Another country's language

One of the problems "selling" multilingual literary theory (as well as multilingual literature itself) is that many (if not most) literary critics are monolingual, if not in their speech, then in their outlook.  Of course, we have to make allowances for "patriotic" critics claiming that their country's literature is better than that of other countries (think of American critics loving American literature, British critics loving British literature, French critics loving French literature, etc.), but on the whole, literary analysis suffers if the norms used are based on the literary tradition of only one country or set of related countries.  I like the way comparative literature scholars or immigrant writers deal with the literature of the country where they currently or accidentally reside:  they always "compare" the literature they are now reading to that they used to or still read.

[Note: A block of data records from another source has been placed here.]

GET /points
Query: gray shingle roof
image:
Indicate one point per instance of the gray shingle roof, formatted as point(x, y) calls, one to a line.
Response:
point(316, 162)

One online discussion group, The Literature Network Forums, now and then has someone champion the literature of a country not his/her own.  Take, for example, this post dated 30 May 2008:

"Now if you really want to learn an Eastern language, learn Persian. A literary history spanning thousands of years, this language has the most beautiful poetry. Almost untranslatable in English, you can spend your life-time studying poet after poet after poet right from the 6th century BC to the 21st century AD. Compared to Arabic, Persian is dead-easy. With only 7 clauses of mostly fairly straight forward verbs (Arabic has fourteen and most of them irregular!), the grammar is a doodle and a pleasure to learn. The vocabulary is huge but you learn with the passage of time. Here is a taste of the 20th century Persian Literature:

http://www.angelfire.com/rnb/bashiri.../blindowl.html

Surrealism, decadence, horror, no this is not French, this is Iranian Literature!"


I'm not sure about Persian being easy to learn, though I agree about the pleasure (I tried for a year, but gave up).  I do know that I learned a lot about the social context of words.  Here's a story I like to recount:  A long time ago, I was hired to teach in a university in Iran.  I hired a female tutor for Persian (in addition to a formal class handled by a male) for several months.  After I thought I had learned enough to do a lecture to my class in Persian (Farsi is how we called it) instead of English (which my Iranian students had difficulty following), I discussed a work in my newly-learned language.  After the class, one male Iranian student approached me and said, "Sir, you speak like a woman."  Needless to say, I dropped my tutor and delivered all my lectures in English after that.  I suspect (but do not know) that Persian literature has to be read with this gender distinction in mind.